Il grande pittore e sculture abruzzese, nativo di San Vittorio – ora Pizzoli, vicino l'Aquila – realizzò all'interno di questo edificio (una costruzione risalente all'anno Mille e poi rimaneggiata nei secoli a seguito dei numerosi eventi sismici che ne compromisero la staticità, di impostazione prettamente romanica, con aggiunte di stampo barocco ed una caratteristica pianta a quattro navate) un ciclo pittorico che si estende all'intera struttura absidale, dal registro inferiore, con scene della Passione di Cristo – Cattura, Flagellazione, Deposizione, Resurrezione - la Vergine Annunciata e l'Arcangelo Gabriele ai lati dell'arco, i Dottori della Chiesa ad alcuni Profeti negli intradossi, fino all'imponente immagine di Dio Padre in Gloria, che dall'alto della conca absidale campeggia possente sulla teoria dei santi e sui committenti ivi raffigurati, così come su tutti i fedeli che accedendo all'edificio, virano estasiati lo sguardo in alto. Le sacre raffigurazioni sono inquadrate all'interno di una rigorosa partitura architettonica, che nel sapiente uso della prospettiva ed in quelle cornici attentamente dipinte per dilatare in profondità lo spazio, offre effetti a tratti illusionistici.

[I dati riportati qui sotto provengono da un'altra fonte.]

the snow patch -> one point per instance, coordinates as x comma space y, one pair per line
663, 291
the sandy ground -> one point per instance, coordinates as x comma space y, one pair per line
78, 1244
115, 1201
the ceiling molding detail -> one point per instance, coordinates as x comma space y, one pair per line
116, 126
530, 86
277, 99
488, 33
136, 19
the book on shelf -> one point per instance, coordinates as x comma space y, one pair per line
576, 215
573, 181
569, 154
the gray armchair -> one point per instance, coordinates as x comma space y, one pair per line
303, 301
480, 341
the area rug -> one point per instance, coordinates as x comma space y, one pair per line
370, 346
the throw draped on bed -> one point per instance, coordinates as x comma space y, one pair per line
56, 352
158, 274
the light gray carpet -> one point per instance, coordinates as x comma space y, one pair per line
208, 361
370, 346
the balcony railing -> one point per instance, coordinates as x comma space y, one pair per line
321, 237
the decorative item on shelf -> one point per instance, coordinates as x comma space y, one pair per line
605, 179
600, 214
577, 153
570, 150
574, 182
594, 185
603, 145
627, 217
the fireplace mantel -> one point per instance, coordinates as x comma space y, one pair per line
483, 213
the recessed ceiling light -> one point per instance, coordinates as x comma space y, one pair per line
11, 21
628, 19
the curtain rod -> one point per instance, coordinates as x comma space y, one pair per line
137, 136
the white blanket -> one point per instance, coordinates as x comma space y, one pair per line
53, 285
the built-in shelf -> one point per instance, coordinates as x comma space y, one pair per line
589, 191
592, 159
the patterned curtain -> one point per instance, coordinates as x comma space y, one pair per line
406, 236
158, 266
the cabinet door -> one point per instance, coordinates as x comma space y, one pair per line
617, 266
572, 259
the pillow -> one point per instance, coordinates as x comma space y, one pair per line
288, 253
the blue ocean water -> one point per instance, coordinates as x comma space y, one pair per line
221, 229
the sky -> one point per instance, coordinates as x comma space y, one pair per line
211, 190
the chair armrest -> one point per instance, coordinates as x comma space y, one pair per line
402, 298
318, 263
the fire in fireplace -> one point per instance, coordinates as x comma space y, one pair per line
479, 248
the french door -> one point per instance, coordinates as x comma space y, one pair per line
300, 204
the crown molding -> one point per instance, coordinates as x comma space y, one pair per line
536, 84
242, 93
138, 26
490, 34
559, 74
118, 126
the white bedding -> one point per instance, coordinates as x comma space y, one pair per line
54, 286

Gli affreschi, considerati senza ombra di dubbio l'opera cardine all'interno dell'attività di Saturnino Gatti pittore, sono databili al 1491 e si configurano quale prima opera certa dell'artista giunta sino a noi. L'analisi stilistica va ad avvalorare la tesi secondo la quale egli ebbe un periodo di formazione alla scuola del grande Pietro Perugino, dove conobbe l'arte verrocchiesca, ampliando e aprendo poi la sua cultura anche agli influssi romani, senza trascurare tuttavia quei modelli abruzzesi assimilati durante il primissimo apprendistato presso un altro illustre abruzzese, Silvestro Giacomo da Sulmona, noto come Silvestro dell'Aquila.
Influssi, questi, rielaborati dal nostro maestro estroso ed irrequieto dando vita a risultati di grande originalità, tanto nelle scelte iconografiche quanto nel caratteristico linguaggio espressivo fatto di un segno preciso ma ritmico, che va a definire forme ampie ed esuberanti, colmate da colori intensi e squillanti, con personaggi dalle peculiari fisionomie delineati da abiti ampiamente panneggiati.
Il Gatti svolse la sua attività tra Abruzzo, Umbria e Calabria a cavallo del XV e del XVI secolo, nell’ambito di quella fortunata e fervida temperie artistica che animava la città de L’Aquila. Ambiti storico artistici, questi, che sulla scia della visione vasariana sono stati per un lungo tempo considerati minori e secondari, per essere poi riscoperti ed analizzati da storici di spessore come Ferdinando Bologna, che con i suoi studi ha saputo restituire alla figura del nostro artista e a questo intero territorio, “incrocio fertile di presenze autorevolissime del Rinascimento fiorentino e italiano”, il giusto spessore nella storia dell'arte nazionale.
La figura di Saturnino si colloca a metà strada tra il colto e l'incolto, noto com'è agli studiosi del settore e ancora poco conosciuto al grande pubblico; a noi spetta il compito di divulgare tali saperi, valorizzando personaggi come il Gatti e siti come quello di Tornimparte, non per mera smania turistica ma affinché il nostro patrimonio diventi tratto identitario, distintivo di una comunità, prendendo spunto proprio da questo artista che seppe apprendere ma poi imporre se stesso e la vivacità abruzzese in Italia, giungendo alla corte di un sovrano come Federico da Montefeltro al pari di un genio quale Piero della Francesca.